Unabhängig vom Wahrheitsgehalt von Gerüchten, dass ein Mann während des Konzerts Teilen des Publikums ohne deren Wissen Drogen injiziert haben soll, müssen wir auch über den regulären Drogenkonsum in der Szene reden. Wo Hip Hop Jahrzehnte lang nur Kiffen und Kopfnicken war, dominieren heutzutage Drogen wie Xanax, Lean oder Psychedelika wie LSD. Das führt unweigerlich zu Überdosen und Bad Trips, die im Umfeld einer Menge auch gerne zu Panikattacken oder Schlimmerem führen können.

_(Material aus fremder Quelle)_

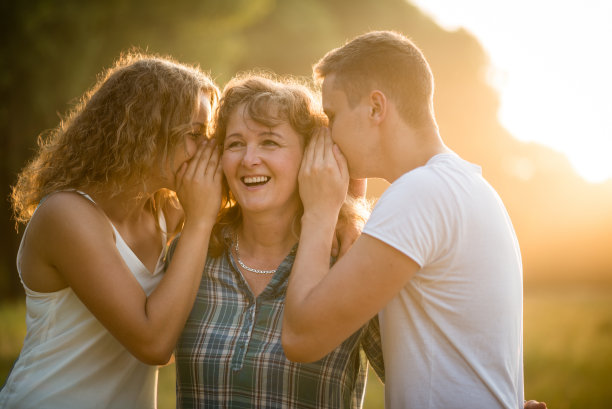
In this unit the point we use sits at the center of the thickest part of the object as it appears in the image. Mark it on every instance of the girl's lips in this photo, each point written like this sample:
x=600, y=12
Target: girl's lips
x=254, y=180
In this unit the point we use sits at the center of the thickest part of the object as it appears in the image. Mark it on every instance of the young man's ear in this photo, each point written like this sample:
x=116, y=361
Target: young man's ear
x=378, y=106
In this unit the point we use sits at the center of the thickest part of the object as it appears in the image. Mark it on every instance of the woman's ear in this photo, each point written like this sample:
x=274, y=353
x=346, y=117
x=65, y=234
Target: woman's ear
x=378, y=106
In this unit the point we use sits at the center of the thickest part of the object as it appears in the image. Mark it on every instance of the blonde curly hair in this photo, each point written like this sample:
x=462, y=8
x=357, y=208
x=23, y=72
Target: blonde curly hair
x=270, y=100
x=124, y=126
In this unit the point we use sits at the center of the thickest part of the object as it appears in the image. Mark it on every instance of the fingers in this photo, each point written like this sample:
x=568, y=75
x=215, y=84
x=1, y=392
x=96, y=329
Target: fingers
x=180, y=174
x=340, y=160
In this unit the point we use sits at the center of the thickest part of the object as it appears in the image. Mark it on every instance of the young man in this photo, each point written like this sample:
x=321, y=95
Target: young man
x=438, y=258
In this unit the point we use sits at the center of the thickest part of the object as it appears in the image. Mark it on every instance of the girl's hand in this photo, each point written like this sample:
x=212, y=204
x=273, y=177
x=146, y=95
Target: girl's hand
x=198, y=184
x=323, y=178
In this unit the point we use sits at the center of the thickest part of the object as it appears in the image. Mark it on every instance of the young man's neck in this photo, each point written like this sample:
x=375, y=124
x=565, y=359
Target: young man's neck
x=408, y=148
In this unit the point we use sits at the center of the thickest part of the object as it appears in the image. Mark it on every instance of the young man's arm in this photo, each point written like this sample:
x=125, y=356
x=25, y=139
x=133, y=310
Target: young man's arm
x=324, y=307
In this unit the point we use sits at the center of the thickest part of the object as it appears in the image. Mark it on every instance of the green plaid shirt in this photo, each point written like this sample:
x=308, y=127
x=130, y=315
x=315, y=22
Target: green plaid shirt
x=230, y=355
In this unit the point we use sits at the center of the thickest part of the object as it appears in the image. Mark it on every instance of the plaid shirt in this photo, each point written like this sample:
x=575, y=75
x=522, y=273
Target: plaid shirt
x=230, y=355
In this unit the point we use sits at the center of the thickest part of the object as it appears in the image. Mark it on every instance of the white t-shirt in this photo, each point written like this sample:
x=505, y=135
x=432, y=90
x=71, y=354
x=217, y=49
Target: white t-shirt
x=452, y=338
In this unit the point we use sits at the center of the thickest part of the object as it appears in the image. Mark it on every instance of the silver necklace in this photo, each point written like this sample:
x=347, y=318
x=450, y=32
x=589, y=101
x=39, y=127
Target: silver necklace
x=252, y=270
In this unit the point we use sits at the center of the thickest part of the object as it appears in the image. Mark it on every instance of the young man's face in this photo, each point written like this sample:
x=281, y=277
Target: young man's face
x=348, y=125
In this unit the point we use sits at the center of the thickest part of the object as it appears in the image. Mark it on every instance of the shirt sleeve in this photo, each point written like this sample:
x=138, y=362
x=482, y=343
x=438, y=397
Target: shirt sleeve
x=411, y=217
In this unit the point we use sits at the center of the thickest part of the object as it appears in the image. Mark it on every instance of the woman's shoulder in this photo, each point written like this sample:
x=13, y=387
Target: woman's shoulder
x=61, y=210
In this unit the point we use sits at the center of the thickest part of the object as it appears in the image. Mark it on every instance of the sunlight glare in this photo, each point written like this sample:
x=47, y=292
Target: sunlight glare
x=551, y=65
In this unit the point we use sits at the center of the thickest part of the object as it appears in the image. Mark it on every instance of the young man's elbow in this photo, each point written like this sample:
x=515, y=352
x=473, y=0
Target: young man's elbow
x=152, y=354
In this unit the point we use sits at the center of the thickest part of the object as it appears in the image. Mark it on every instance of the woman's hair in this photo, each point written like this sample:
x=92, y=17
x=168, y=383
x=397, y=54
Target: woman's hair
x=268, y=100
x=129, y=122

Das Problem liegt nicht einmal in erster Linie am Konsum, sondern beim oft wenig zuvorkommenden Umfeld. Wo diese Drogen in anderen Szenen schon seit Dekaden zum guten Ton gehören, ist das im Hip Hop alles relativ neu. Festivals sind oft nicht angemessen darauf vorbereitet, mit den möglichen Komplikationen umzugehen, die Drogenkonsum dieser Art mit sich bringen kann, und noch weniger ist es das oft minderjährige Publikum.

Nach vorne schauen

Letzten Endes lässt sich diese Tragödie nicht auf einen einzigen Faktor oder einige wenige Personen reduzieren. Dieser Tag war ein historisch tragischer, und wer zu welchem Grad woran schuldig ist, wird immer zweitrangig bleiben, weil acht Menschen die zu Musik, die sie liebten, feiern wollten, jetzt tot sind. Und dafür gibt es keine gerechte Entschädigung. Ich will damit nicht sagen, dass die Verantwortlichen nicht zur Rechenschaft gezogen werden sollen, nur ist es ebenso wichtig, aus den begangenen Fehlern zu lernen, um zukünftige Katastrophen wie diese zu verhindern.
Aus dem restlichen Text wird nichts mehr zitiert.